MORE than 2,200 homes in Portsmouth will get better protection against flooding as the Environment Agency pumps £1.3m into drainage improvements.
The city has been considered one of the highest priorities in the country for flood defence works.
Three major schemes have been awarded funding – out of a total of 60 across the country.
It comes as the Environment Agency has announced which schemes it will begin construction on for the next financial year following bids by local authorities.
Emsworth, which suffered major flooding two years ago, has also made the shortlist, with a total of £400,000 to be spent on improving the town’s drainage system.
Penny Mordaunt, MP for Portsmouth North, said: ‘It’s really good news we have some money coming through to shore up these defences.
‘It’s something I am anticipating I will constantly be making the case for.
‘This is a really good bit of news, a substantial investment that’s going to protect people’s homes and businesses.’
The work will involve building underground storage tanks in the area around Copnor Road, as well as near to South Parade Pier where low-lying homes and businesses have suffered flooding in the past.
It will mean that the sewers are not overwhelmed when there is heavy rainfall, and less surface water will accumulate.

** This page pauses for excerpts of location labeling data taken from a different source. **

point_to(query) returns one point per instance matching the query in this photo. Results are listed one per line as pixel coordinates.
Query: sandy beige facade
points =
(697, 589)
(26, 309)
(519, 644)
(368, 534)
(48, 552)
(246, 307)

Andrew Gilham, flood and coastal risk manager for the Environment Agency, said the area’s unique geography made it vulnerable to flooding.
He said: ‘The first thing is it’s an island.
‘Portsmouth is currently well-defended by sea defences, but with rising sea levels we have to make sure these defences are as strong and high as they can be.
‘Secondly Portsmouth acts like a bit of a bowl. Whenever it rains the water will flow to the lowest point and the lowest point is often found in the Southsea area.’
As well as funding for construction works this year, the Environment Agency is giving the city council £300,000 to come up with designs for improving coastal defences near Southsea Common and the north east of Portsea Island, around Eastern Road.
These schemes will cost several million pounds and could happen in three years’ time.